Sebenarnya Huasya tak suka mengeluh atau protes terhadap hal-hal seperti ini, namun karena Dipta mengatakan ia menyukai Huasya versi manja, maka dengan senang hati Huasya selalu lakukan selama setahun lebih ini mereka menikah. Meski begitu jika tiba saatnya Dipta harus bertugas dan harus keluar kota, Huasya tak pernah mengeluh dan hanya bertanya kapan Dipta akan pulang. Kode taman safari dan kawan-kawan juga masih terus mereka gunakan. Huasya yang ditinggal tugas akan kembali ke mode independennya, dan saat Dipta pulang akan kembali ke mode manjanya. Kalau ada yang mengira Huasya punya dua kepribadian, maka jawabannya salah! Huasya masih punya banyak kepribadian yang eksklusif tergantung dengan siapa ia berinteraksi. 
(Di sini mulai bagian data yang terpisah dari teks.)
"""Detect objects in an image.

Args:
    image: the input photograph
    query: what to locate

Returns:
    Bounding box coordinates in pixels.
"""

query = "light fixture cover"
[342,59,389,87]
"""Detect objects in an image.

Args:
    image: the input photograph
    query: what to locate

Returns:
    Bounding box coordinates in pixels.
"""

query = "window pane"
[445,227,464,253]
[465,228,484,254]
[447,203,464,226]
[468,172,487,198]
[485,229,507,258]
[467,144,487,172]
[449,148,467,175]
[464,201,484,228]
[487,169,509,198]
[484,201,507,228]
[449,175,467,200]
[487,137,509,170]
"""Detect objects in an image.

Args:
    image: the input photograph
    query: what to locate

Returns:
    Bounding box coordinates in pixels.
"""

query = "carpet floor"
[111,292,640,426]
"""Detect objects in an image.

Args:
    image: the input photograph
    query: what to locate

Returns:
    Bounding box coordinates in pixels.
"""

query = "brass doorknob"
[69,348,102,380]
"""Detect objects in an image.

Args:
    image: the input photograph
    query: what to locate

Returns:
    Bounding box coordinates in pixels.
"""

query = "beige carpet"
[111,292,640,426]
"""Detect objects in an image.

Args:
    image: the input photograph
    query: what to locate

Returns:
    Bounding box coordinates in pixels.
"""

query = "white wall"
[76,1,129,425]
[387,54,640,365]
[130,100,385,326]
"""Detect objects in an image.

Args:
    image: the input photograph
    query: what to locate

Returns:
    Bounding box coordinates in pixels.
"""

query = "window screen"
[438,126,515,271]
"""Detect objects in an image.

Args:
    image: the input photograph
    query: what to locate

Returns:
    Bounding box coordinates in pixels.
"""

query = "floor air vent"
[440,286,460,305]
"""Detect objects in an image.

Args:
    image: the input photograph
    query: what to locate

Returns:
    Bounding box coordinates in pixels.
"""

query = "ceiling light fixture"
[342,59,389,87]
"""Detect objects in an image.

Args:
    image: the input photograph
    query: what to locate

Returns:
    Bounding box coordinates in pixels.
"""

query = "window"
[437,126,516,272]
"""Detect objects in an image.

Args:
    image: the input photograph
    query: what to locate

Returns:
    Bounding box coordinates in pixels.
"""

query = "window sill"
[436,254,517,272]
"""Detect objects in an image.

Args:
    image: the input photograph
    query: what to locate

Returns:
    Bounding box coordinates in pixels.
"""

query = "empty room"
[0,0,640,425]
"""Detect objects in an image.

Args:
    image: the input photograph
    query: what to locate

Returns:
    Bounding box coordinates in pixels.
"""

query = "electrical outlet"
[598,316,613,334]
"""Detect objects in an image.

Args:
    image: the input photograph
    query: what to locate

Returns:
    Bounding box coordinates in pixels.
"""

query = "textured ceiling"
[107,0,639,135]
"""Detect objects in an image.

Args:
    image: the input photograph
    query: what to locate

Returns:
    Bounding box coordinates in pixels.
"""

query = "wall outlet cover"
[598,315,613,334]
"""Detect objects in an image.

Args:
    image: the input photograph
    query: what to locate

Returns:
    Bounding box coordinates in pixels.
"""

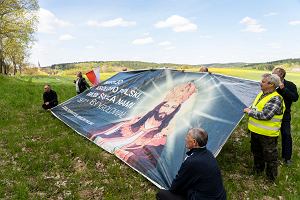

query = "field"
[0,69,300,200]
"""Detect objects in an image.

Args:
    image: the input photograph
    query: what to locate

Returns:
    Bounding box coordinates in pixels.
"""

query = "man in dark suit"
[156,128,226,200]
[74,72,90,94]
[273,67,299,165]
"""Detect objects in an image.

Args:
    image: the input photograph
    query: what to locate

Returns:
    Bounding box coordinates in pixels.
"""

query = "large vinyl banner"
[52,69,260,188]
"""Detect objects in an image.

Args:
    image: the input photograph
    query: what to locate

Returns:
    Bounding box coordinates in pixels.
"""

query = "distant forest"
[44,58,300,72]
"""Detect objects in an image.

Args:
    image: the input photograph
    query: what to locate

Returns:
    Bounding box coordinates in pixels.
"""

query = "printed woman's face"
[158,101,179,119]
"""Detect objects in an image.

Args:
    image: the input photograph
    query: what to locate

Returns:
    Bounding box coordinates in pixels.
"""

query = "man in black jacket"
[74,72,90,94]
[273,67,299,165]
[42,84,58,110]
[156,128,226,200]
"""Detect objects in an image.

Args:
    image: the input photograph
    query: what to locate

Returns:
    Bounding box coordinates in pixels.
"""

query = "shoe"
[284,159,292,166]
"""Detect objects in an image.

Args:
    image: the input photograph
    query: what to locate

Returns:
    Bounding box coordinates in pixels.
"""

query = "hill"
[0,74,300,199]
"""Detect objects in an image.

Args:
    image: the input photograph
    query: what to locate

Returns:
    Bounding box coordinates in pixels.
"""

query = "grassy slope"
[0,70,300,199]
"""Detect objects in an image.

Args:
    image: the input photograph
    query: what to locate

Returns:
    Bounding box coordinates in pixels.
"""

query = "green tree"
[0,0,39,74]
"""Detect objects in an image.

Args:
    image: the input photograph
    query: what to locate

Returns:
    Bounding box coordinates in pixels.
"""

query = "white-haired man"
[156,128,226,200]
[244,74,285,181]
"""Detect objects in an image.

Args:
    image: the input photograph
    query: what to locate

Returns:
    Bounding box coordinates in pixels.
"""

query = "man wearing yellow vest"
[244,74,285,181]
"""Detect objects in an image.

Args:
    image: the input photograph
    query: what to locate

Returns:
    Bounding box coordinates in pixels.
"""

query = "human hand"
[244,108,251,114]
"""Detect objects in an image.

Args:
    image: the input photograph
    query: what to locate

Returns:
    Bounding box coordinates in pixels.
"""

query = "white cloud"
[268,42,281,49]
[154,15,198,32]
[87,17,136,27]
[132,37,154,45]
[59,34,75,41]
[289,20,300,26]
[158,41,171,46]
[85,45,95,49]
[240,17,266,33]
[165,46,176,51]
[264,12,278,17]
[38,8,72,33]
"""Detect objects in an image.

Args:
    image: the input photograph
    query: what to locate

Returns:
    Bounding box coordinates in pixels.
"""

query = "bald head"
[188,128,208,147]
[272,67,286,80]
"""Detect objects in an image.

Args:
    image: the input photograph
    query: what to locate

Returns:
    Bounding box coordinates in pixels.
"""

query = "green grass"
[0,70,300,199]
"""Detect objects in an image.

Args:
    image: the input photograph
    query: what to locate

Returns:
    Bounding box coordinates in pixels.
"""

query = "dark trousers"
[280,121,293,160]
[251,132,278,181]
[156,190,186,200]
[42,103,58,110]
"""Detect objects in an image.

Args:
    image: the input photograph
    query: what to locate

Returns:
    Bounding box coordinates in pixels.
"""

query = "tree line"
[0,0,39,74]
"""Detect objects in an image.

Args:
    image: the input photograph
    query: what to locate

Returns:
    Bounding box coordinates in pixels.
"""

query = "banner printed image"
[90,82,197,172]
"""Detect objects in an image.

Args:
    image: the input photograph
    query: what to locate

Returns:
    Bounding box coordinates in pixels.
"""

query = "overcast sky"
[30,0,300,66]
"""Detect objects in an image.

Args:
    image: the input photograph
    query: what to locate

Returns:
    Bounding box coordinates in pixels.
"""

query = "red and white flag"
[85,67,100,86]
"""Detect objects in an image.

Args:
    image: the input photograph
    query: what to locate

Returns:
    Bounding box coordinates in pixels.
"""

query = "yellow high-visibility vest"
[248,91,285,137]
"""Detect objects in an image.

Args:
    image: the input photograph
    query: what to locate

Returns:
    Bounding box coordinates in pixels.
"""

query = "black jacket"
[169,148,226,200]
[276,80,299,121]
[43,90,58,105]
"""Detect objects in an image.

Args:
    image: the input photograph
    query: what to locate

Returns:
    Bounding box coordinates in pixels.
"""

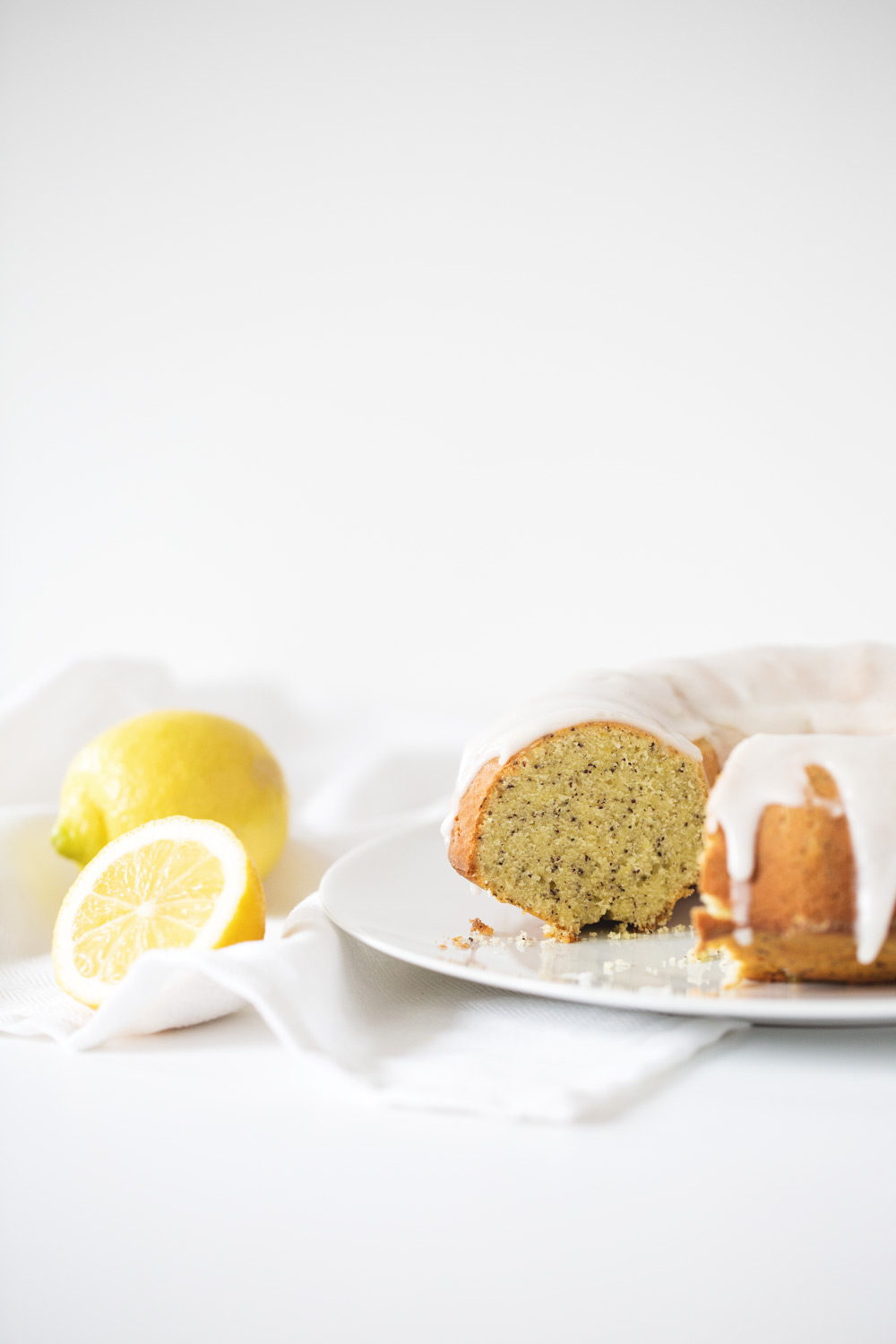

“Mas telat pulangnya, ya? Jadi gak bisa denger Sya ngaji,” sesal Dipta. “Padahal Mas seneng dengerin suara kamu.” 

Huasya tersenyum simpul, ia tak pernah bosan dengan pujian sang suami terhadap dirinya. Baginya ini seperti sebuah candu, yang semakin banyak didengar semakin membahagiakan. 

“Nanti aku ngaji lepas magrib berjamaah, ya,” Huasya coba menghibur. “Itu apa, Mas?” 

“Mas beli bandeng presto yang Sya sempet minta waktu itu,” Dipta membongkar bungkusannya. 

“Tapi Sya udah masak, Mas …” Huasya menunjuk tudung saji. 

“Mas kan, udah bilang Sya gak perlu masak, Sayang,” ujar Dipta pelan. 

“Tapi aku gabut, Mas. Daripada diem aku lebih suka ngerjain sesuatu. Tadi Sya udah selesain proposal, jadinya bingung mau ngapain lagi, jadinya masak, deh. Lagian masih banyak bahan makanan di kulkas, sayang kalau dibiarin aja, kan?” Huasya membela diri. 

Dipta mengusap lembut rambut Huasya yang menjuntai hingga pinggang.